I spend a lot of time, energy and pixels telling anyone I can get to listen or even trap on an elevator with me how great my public-funded healthcare is, how much peace of mind I have as a result and how it pains me that every American doesn’t have what I enjoy.  

Now I am going to tell you another story, one that is being grappled with by our family.  

I recently found out that one of the cousins I grew up with and who has kids the same age as mine has grandchild number three on the way, but the joyous occasion is marred by our healthcare system.
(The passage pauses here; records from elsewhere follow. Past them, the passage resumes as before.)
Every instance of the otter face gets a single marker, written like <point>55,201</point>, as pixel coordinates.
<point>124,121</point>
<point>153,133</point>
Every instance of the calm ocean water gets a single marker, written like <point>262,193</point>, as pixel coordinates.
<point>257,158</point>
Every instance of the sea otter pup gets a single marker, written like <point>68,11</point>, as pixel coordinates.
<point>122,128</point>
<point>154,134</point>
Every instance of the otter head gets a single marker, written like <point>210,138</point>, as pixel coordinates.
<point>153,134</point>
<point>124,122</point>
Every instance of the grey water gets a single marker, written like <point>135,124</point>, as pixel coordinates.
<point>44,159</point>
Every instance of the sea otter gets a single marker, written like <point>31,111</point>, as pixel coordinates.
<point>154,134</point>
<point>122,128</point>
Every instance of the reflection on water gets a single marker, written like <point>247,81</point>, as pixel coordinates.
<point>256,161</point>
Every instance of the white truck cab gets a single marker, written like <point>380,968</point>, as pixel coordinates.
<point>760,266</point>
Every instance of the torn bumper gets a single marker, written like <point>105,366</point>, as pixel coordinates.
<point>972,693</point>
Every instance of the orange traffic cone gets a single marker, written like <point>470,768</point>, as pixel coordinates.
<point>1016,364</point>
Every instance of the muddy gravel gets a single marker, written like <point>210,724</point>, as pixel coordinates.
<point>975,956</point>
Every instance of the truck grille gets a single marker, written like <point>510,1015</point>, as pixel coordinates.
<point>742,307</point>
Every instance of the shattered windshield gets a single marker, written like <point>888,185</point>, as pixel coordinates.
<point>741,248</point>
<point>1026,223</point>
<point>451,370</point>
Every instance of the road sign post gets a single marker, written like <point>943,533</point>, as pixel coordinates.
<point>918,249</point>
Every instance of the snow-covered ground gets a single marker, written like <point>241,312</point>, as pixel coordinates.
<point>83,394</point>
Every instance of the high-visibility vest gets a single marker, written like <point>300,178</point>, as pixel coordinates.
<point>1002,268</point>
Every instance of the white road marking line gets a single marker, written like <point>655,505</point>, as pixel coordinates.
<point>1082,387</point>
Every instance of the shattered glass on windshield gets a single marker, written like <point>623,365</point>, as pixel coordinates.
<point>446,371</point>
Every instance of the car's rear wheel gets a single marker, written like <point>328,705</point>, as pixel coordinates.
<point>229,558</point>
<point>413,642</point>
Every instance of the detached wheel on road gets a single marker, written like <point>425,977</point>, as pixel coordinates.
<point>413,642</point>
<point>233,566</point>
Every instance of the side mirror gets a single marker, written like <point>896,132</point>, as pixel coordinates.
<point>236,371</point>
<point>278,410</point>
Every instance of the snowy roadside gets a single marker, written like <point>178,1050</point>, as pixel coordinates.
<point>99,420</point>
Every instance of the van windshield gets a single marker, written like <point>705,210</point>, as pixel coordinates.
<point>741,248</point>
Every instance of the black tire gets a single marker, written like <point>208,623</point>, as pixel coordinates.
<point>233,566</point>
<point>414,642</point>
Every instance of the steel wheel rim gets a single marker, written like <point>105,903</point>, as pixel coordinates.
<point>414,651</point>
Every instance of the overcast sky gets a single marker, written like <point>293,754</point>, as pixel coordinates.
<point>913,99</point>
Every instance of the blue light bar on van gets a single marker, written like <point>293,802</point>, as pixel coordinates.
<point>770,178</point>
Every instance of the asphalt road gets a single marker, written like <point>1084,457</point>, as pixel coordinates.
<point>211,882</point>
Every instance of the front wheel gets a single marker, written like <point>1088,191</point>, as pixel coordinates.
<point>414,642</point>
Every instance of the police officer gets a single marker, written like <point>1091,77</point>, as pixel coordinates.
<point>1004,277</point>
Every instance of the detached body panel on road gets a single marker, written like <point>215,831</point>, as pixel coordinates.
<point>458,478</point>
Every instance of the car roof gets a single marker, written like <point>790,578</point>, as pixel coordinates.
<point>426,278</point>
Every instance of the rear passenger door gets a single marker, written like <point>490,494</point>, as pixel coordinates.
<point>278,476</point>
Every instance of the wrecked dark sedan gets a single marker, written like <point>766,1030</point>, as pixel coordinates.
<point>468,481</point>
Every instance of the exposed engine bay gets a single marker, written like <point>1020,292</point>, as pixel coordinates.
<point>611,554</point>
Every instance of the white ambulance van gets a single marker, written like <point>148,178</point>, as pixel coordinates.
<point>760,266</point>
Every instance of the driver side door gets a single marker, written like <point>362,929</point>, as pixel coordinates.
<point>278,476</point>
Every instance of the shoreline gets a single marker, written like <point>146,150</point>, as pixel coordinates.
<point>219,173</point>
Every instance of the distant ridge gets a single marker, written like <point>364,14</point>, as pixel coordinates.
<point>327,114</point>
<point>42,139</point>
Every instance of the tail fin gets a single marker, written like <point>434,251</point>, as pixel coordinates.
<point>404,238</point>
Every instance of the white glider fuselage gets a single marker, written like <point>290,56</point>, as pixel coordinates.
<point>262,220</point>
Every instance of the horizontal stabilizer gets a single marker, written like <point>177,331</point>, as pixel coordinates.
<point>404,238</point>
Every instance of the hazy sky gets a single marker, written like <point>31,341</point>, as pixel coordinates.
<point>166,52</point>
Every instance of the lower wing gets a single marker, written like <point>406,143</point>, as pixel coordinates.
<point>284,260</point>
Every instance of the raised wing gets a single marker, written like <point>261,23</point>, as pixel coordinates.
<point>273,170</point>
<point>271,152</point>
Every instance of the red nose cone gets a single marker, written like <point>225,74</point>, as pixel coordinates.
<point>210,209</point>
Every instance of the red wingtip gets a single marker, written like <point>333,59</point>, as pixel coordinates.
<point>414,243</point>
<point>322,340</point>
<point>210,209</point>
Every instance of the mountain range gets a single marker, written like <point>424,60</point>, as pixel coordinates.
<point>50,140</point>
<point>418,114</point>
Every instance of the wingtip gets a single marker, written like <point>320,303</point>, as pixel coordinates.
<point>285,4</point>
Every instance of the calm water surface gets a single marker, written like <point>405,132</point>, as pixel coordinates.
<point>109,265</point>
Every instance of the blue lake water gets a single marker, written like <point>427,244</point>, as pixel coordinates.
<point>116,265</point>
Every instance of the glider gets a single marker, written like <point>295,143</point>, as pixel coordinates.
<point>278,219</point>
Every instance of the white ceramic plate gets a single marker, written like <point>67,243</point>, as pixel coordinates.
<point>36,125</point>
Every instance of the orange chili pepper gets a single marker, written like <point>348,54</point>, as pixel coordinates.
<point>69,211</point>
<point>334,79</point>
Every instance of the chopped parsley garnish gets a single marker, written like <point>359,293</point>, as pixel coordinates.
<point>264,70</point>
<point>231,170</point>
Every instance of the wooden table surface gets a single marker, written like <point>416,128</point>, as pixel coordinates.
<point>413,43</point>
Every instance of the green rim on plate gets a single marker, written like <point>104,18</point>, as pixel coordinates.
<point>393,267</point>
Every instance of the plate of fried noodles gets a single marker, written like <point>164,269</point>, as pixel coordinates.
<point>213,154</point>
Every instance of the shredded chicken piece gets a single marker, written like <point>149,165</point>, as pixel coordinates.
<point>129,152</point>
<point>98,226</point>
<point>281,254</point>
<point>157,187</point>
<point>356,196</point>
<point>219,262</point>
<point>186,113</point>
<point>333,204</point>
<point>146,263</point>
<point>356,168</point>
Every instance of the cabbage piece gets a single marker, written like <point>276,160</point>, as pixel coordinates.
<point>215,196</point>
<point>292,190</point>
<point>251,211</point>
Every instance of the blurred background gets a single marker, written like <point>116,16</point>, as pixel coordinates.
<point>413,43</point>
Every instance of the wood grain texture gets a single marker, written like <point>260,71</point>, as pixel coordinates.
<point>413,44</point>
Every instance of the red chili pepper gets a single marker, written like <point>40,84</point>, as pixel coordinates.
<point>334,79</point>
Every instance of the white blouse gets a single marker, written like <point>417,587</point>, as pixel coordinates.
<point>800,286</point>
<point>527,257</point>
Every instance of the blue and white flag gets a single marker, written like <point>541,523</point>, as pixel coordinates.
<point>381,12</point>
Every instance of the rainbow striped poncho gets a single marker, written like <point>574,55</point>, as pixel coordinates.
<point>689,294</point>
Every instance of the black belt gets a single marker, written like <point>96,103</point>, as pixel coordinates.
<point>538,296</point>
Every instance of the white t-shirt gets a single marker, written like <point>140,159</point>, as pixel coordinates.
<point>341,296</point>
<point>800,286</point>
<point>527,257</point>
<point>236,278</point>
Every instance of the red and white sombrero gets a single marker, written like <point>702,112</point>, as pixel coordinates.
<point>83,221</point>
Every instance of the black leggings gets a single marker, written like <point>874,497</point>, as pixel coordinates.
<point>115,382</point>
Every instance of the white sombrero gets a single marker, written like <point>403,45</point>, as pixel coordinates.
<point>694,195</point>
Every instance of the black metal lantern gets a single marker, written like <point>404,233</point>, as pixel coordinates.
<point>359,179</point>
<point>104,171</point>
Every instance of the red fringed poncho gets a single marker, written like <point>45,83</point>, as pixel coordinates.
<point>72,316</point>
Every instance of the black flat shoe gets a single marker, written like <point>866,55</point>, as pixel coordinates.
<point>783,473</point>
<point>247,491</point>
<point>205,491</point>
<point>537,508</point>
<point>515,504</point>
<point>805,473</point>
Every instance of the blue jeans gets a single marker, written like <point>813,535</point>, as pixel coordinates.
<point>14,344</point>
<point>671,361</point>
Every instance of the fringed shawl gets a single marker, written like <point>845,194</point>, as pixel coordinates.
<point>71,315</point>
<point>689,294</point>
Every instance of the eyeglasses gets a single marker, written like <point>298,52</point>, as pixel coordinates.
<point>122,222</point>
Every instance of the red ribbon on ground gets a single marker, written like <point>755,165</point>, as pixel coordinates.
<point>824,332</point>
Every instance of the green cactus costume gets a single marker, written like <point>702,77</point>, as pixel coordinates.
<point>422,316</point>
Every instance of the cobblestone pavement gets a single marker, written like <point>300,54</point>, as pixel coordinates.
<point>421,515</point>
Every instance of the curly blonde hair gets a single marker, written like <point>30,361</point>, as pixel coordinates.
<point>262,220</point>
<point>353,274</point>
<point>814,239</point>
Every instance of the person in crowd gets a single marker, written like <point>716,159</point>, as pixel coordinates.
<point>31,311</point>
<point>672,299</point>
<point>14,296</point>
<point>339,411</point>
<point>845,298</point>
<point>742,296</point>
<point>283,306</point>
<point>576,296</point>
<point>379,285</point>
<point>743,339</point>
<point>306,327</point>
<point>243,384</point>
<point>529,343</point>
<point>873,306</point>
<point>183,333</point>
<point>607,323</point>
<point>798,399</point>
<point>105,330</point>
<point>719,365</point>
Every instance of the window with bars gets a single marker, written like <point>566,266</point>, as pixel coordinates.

See, prenatal screening showed that the baby isn’t perfect.  She has a congenital defect known as Gastroschisis, which in layman’s terms is a hole in the abdominal wall that is open near the umbilical cord insertion site, future site of her belly button.  As a result of this hole in her abdominal wall, some of her intestines are outside her abdominal cavity.  She will be delivered early, we are hoping to keep her inside until 36 weeks gestation, and her mother, M. is going in for stress tests almost daily.  If the doctors get concerned enough, she could literally be here any day.  But since she faces major abdominal surgery her first day on Earth, we want to get her as close to 36 weeks as we can.  

Now here is where our broken system comes into play…

M. has insurance through her job.  Her insurance is picking up the tab for her prenatal care and the delivery.  But it won’t cover the baby because it considers Gastroschisis a pre-existing condition, so M has had to deal with jumping through all the hoops involved in getting Medicaid for her preborn child – on top of everything else she is dealing with right now – so she can get the lifesaving surgery she will need to survive.

Denial of care for a neonate is morally repugnant, and anyone who wants to get all up in arms and set their hair on fire and scream about “death panels” needs to focus that rage at the insurance companies that would deny a newborn lifesaving care because congenital defects are “pre existing conditions” and the state is forced to pick up the tab.